Your new plugins will go into the plugins directory listed above (for now).

This is as simple as this (the plugin in essence is a python script – we call it centos.py):

from starcluster.clustersetup import ClusterSetup
from starcluster.logger import log

global repo_to_install
global pkg_to_install

class WgetPackages(ClusterSetup):
	def __init__(self,pkg_to_wget):
		self.pkg_to_wget = pkg_to_wget
		log.debug('pkg_to_wget = %s' % pkg_to_wget)
	def run(self, nodes, master, user, user_shell, volumes):
		for node in nodes:
			log.info("Wgetting %s on %s" % (self.pkg_to_wget, node.alias))
			node.ssh.execute('wget %s' % self.pkg_to_wget)

class RpmInstaller(ClusterSetup):
	def __init__(self,rpm_to_install):
		self.rpm_to_install = rpm_to_install
		log.debug('rpm_to_install = %s' % rpm_to_install)
	def run(self, nodes, master, user, user_shell, volumes):
		for node in nodes:
			log.info("Installing %s on %s" % (self.rpm_to_install, node.alias))
			node.ssh.execute('yum -y --nogpgcheck localinstall %s' %self.rpm_to_install)

class RepoConfigurator(ClusterSetup):
	def __init__(self,repo_to_install):
		self.repo_to_install  = repo_to_install
		log.debug('repo_to_install = %s' % repo_to_install)
	def run(self, nodes, master, user, user_shell, volumes):
		for node in nodes:
			log.info("Installing %s on %s" % (self.repo_to_install, node.alias))
			node.ssh.execute('rpm --import %s' % self.repo_to_install)
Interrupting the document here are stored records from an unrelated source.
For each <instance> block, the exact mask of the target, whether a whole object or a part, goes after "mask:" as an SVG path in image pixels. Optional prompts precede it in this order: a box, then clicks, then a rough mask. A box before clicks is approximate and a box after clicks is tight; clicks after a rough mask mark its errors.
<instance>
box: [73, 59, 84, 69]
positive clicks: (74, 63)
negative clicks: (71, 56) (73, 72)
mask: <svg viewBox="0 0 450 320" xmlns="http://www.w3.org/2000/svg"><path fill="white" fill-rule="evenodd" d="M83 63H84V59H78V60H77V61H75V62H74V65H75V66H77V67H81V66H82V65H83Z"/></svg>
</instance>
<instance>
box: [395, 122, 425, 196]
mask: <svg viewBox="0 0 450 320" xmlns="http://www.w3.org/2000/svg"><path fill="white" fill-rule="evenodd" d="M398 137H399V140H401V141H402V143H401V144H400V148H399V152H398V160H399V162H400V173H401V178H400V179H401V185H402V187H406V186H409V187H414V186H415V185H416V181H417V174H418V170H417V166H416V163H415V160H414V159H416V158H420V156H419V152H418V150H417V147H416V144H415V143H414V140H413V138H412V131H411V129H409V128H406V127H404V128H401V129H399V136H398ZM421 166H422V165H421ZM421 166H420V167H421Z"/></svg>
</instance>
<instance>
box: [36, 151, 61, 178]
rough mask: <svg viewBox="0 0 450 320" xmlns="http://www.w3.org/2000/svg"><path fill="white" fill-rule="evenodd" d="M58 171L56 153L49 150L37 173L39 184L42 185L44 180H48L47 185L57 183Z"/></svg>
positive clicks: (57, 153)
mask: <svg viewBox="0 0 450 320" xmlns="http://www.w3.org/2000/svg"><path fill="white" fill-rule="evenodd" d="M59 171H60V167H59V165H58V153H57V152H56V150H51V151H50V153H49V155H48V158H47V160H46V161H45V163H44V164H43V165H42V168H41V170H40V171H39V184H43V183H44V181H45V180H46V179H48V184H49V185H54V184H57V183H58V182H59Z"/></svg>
class PackageInstaller(ClusterSetup):
	def __init__(self,pkg_to_install):
		self.pkg_to_install  = pkg_to_install
		log.debug('pkg_to_install = %s' % pkg_to_install)
	def run(self, nodes, master, user, user_shell, volumes):
		for node in nodes:
			log.info("Installing %s on %s" % (self.pkg_to_install, node.alias))
			node.ssh.execute('yum -y install %s' % self.pkg_to_install)

Now we can reference the plugin in our configuration file:

[cluster testcluster]
keyname = testcluster
cluster_size = 1
cluster_user = sgeadmin
cluster_shell = bash
node_image_id = ami-0db22764
node_instance_type = t1.micro
plugins = wgetter,rpminstaller,repoinstaller,pkginstaller,sge
permissions = zookeeper.1, zookeeper.2, accumulo.monitor, hdfs, jobtracker, tablet_server, master_server, accumulo_logger, accumulo_tracer, datanode_data, datanode_metadata, tasktrackers, namenode_http_monitor, datanode_http_monitor, accumulo, accumulo_http_monitor

[plugin wgetter]
setup_class = centos.WgetPackages
pkg_to_wget = "http://archive.cloudera.com/cdh4/one-click-install/redhat/5/x86_64/cloudera-cdh-4-0.x86_64.rpm"

[plugin rpminstaller]
setup_class = centos.RpmInstaller
rpm_to_install = cloudera-cdh-4-0.x86_64.rpm

[plugin repoinstaller]
setup_class = centos.RepoConfigurator
repo_to_install = "http://archive.cloudera.com/cdh4/redhat/5/x86_64/cdh/RPM-GPG-KEY-cloudera"

[plugin pkginstaller]
setup_class = centos.PackageInstaller
pkg_to_install = hadoop-0.20-mapreduce-jobtracker

This is not complete by any means – I intend to post the complete plugin + framework in a series of subsequent posts.